AK: As AKEL, we decided at our Programmatic Conference that cooperation/alliances must be forged based on principles so that they are sustainable and do not mislead the people. For us, the positions on the Cyprus problem are of crucial importance, but also on internal matters. The candidate AKEL will support must be characterized by integrity, quality and be a figure whose primary concern should be to serve the country and people, and not his/her own personal ambitions through his election to the Presidency.
This candidate must be able to operate by consensus, be capable and have experience and knowledge to take the country forward. The key objectives must be to solve the Cyprus problem based on all that we have supported over so many years and to pursue a socio-economic policy for all the people and not just for the privileged few.
Could AKEL support a candidate who will either be against the sought solution, or one that is against part of it?
AK: Under no circumstances can AKEL support a candidate who disagrees with the strategic objective of the solution, namely a bizonal, bicommunal federal solution; who disagrees with everything we as AKEL have been saying and supporting over the years.
Does the timetable you set for taking your final decisions until late June-early July still apply?
AK: After Easter we will start the discussion on the presidential elections. We will see if we will initiate contacts with some political parties, which ones and with what proposals. We’re going to the grass roots of our party membership, to hear opinions. We need about two months to complete the whole procedure after it commences. The decision will be taken at an extraordinary Party Congress to be held specifically for this purpose.
In the ability of the candidate to listen to the young generation also a criterion?
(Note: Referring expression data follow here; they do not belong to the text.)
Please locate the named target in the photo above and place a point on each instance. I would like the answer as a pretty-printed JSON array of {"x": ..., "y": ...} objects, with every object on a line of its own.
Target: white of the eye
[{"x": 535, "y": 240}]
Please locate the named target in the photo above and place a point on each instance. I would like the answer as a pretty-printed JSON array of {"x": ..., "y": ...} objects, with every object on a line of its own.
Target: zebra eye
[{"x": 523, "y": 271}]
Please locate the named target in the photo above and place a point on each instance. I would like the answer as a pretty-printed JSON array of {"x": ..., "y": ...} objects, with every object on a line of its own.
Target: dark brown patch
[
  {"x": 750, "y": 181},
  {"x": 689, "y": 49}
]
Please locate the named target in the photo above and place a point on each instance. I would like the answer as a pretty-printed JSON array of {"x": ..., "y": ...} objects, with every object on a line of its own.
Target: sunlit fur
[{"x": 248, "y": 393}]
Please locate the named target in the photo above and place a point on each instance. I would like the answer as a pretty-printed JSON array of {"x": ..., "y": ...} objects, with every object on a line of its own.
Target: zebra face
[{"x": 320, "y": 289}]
AK: We are dealing very intensely with the issue of young people. Our position is that the policies to be pursued must be the key issue and not just the role of the individual. Young people feel that they are being marginalized, that no one cares about them, that they can’t be understood and that we do not include their demands in the policies we are pursuing. We must see how we can change this, because if you don’t take steps in this direction, you will not only lose them only for an election, but for much more as well, unfortunately.
We are striving to be consistent on issues of principle and approach young people with a sincere desire to genuinely listen to them. Sometimes politicians become examples to be avoided. Political involvement shouldn’t be seen by certain politicians as a theatre in which they act according to circumstantial interests.
“The Government has failed yet again”
AK: You reacted strongly to the government’s appointment of the new Ombudsman. Did you expect a different approach from the President on this issue?
AK: I want to be clear on this issue. Under no circumstance was it our intention to come into conflict with Mrs. Lottides. We don’t question neither her capabilities, nor her knowledge or personality.
On the contrary, we respect her. However, what we are judging is the decision of the Ministerial Cabinet. It is generally admitted that there was another person who had the necessary capabilities, knowledge and experience to be appointed to this post. This person has been at the Ombudsman for 25 years, working professionally in his post, being effective in his duties and with the necessary sensitivity.
This naturally should have been the proposal to the House. Unfortunately, yet again, the government has failed to correctly rank its priorities and demands. Instead of choosing the most appropriate priority, it has made other options. Everyone can have his/her thoughts about the reasons why it acted in this way. We believe that there was a better proposal that should have been tabled.